Good evening world! Nancy here with her daily take on life as she renovates herself. First, let me say that it really stinks when you've worked extra hard to take care of your nails and grow them long and then you break one. For me, that means they all have to go. So, here is what they have looked like up to today:
Yep, these are my own nails and as you can probably tell, the art is homemade. I am hard on nails, but I've been babying these for the past 6 weeks and I was so proud of them, until today. Actually, it all started last night. I made a stupid move and shoved my hand into the brace that I wear on my left knee when I walk on the treadmill, to remove it last night and bent my middle finger nail on my right hand, back. It seemed to have taken the hit, but I knew it was weak.  I put another layer of topcoat and hoped for the best. This morning, as I was getting out of my car at the office, I jammed that same nail into the side of my computer backpack and successfully broke the nail WAY down into the quick. I did this so well that it started bleeding like mad. Now, if you know me, you know that I have a thing...okay problem, with seeing blood. Long story short (too late, Nancy) the nails are going to have to go and the middle finger nail of my right hand will probably have to wear a bandage to protect it while the break grows out. Here is what the nail looks like at the moment:
It may be hard to see, but that crack down into the quick is the break (I cleaned up the blood for you, thank you!) oh, and the chip in the nail art on the corner was thanks to my computer bag, as well. So, the long and short of it (sorry...pun intended!) is the long nails will now become short nails. I'll do a picture of the design when I get over the trimming event. Since nail real estate is quite tiny on my nails when they are short, it is likely to be a rather plain design. Nails are one of my creative outlets. My family doesn't like them, but I do, so although I don't like disappointing people, I paint my nails. I have to.

The day was a good one for my plan. I didn't have to invoke the filtering question about eating or exercising today! I judge good vs. bad days by how many times I have to ask myself the question. The more I have to ask the worse the day is. My sister told me a story today about how she's been dealing with herself in this regard. She said that her husband had a bag of mini Butterfinger candies in the house. She was coming up on her day off and would be alone in the house with that candy while her husband was at work. So, she told him the night before, "When you leave early tomorrow morning for work, please take that bag of candy with you. If you don't, I will be at least tempted to eat every one of them!" When she woke up the next morning, there on his pillow was a single Butterfinger mini candy with a note that said, "Surely you can have one!" She took care of business that day, looked up the calorie count of the candy piece (about 35 calories) and happily turned it into 2 bites and enjoyed every bit of it! That is the way to do it!  Know yourself and find solutions to your particular problem and then enjoy life properly. She got to have her candy and still be right where she wants to be. Bravo, Sister!!
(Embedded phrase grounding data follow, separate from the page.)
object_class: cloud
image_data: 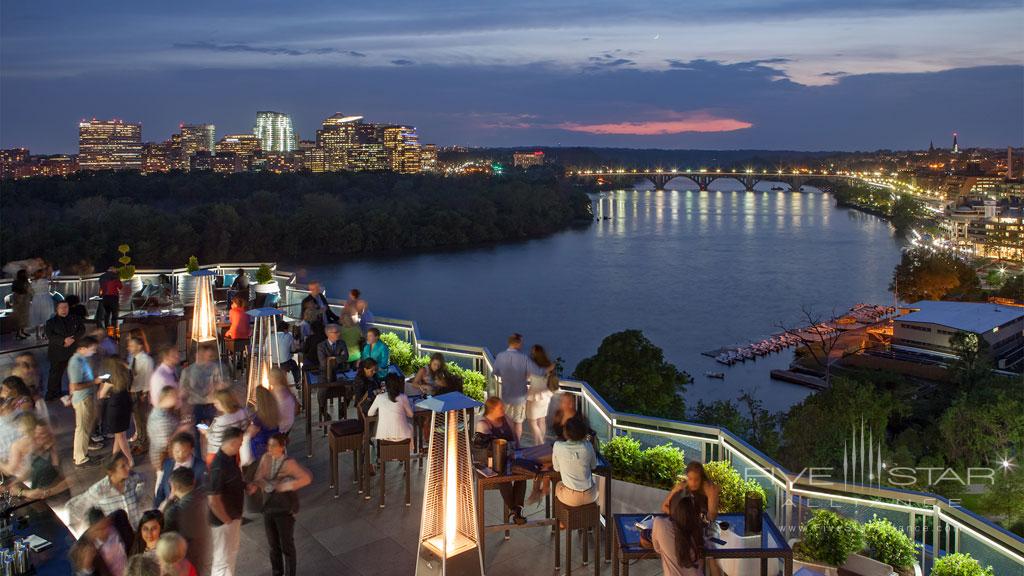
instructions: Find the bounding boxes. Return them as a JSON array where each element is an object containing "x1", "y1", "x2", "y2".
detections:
[
  {"x1": 584, "y1": 50, "x2": 638, "y2": 71},
  {"x1": 390, "y1": 59, "x2": 415, "y2": 66},
  {"x1": 556, "y1": 111, "x2": 753, "y2": 135},
  {"x1": 172, "y1": 41, "x2": 365, "y2": 58},
  {"x1": 820, "y1": 71, "x2": 848, "y2": 77}
]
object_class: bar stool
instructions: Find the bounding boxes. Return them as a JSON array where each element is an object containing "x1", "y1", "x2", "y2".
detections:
[
  {"x1": 554, "y1": 499, "x2": 601, "y2": 576},
  {"x1": 373, "y1": 438, "x2": 412, "y2": 508},
  {"x1": 328, "y1": 417, "x2": 366, "y2": 498}
]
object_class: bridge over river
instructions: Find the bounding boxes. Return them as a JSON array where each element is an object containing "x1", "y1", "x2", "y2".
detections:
[{"x1": 567, "y1": 168, "x2": 851, "y2": 192}]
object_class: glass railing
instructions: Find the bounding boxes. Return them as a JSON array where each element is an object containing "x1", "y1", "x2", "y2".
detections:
[{"x1": 2, "y1": 263, "x2": 1021, "y2": 573}]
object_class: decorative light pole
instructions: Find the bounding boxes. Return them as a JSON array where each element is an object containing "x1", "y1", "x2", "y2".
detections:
[
  {"x1": 245, "y1": 307, "x2": 284, "y2": 405},
  {"x1": 189, "y1": 270, "x2": 220, "y2": 360},
  {"x1": 415, "y1": 392, "x2": 483, "y2": 576}
]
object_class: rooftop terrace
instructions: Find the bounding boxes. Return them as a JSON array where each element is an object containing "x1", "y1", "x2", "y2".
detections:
[{"x1": 1, "y1": 264, "x2": 1022, "y2": 575}]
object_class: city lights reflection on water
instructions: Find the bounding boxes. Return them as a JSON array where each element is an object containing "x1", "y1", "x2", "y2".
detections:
[{"x1": 305, "y1": 184, "x2": 903, "y2": 412}]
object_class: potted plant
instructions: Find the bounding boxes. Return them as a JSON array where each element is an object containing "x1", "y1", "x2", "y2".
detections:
[
  {"x1": 252, "y1": 263, "x2": 279, "y2": 306},
  {"x1": 703, "y1": 460, "x2": 767, "y2": 513},
  {"x1": 180, "y1": 255, "x2": 200, "y2": 304},
  {"x1": 929, "y1": 553, "x2": 994, "y2": 576},
  {"x1": 863, "y1": 516, "x2": 921, "y2": 576},
  {"x1": 792, "y1": 509, "x2": 865, "y2": 576},
  {"x1": 600, "y1": 436, "x2": 685, "y2": 514},
  {"x1": 116, "y1": 244, "x2": 141, "y2": 309}
]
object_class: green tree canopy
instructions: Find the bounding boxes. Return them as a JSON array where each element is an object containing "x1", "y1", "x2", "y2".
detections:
[
  {"x1": 890, "y1": 248, "x2": 980, "y2": 302},
  {"x1": 573, "y1": 330, "x2": 689, "y2": 419}
]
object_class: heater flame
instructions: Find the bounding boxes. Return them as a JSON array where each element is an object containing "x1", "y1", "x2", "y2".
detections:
[{"x1": 444, "y1": 410, "x2": 457, "y2": 554}]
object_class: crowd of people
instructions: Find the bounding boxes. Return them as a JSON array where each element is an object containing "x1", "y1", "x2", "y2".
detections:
[{"x1": 3, "y1": 269, "x2": 720, "y2": 576}]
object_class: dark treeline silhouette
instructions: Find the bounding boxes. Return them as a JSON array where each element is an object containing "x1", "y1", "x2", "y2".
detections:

Me? Since I'm my sister's sister, I have similar problems. I tell myself I can eat food that isn't right or good for me in amounts that are outrageous. Why? I don't know, but that's my problem. But I know how to approach my problem and keep myself focused on solutions that work. If you are new to the blog try searching for 'filtering question' to learn what I do. Just keep things simple.

I'm waving good-bye to day 76 of this renovation and I'm feeling really good about the progress. I wish I were already done, but I know I'll get there and when I do, it will be a true personal accomplishment. Since I'm a dreamer, I often dream about what it will be like when I believe I've done the hard work and can say to myself, "I'm right where I want to be." The best thing will be that, from that moment on, anyone new that I meet, will never even have to know that I've been on this journey. It will be our little secret! Thanks for reading the ramblings of a frustrated writer and woman who just wants to be the best Nancy there is for the people who love her. Until tomorrow, sweet dreams, Sweeties!!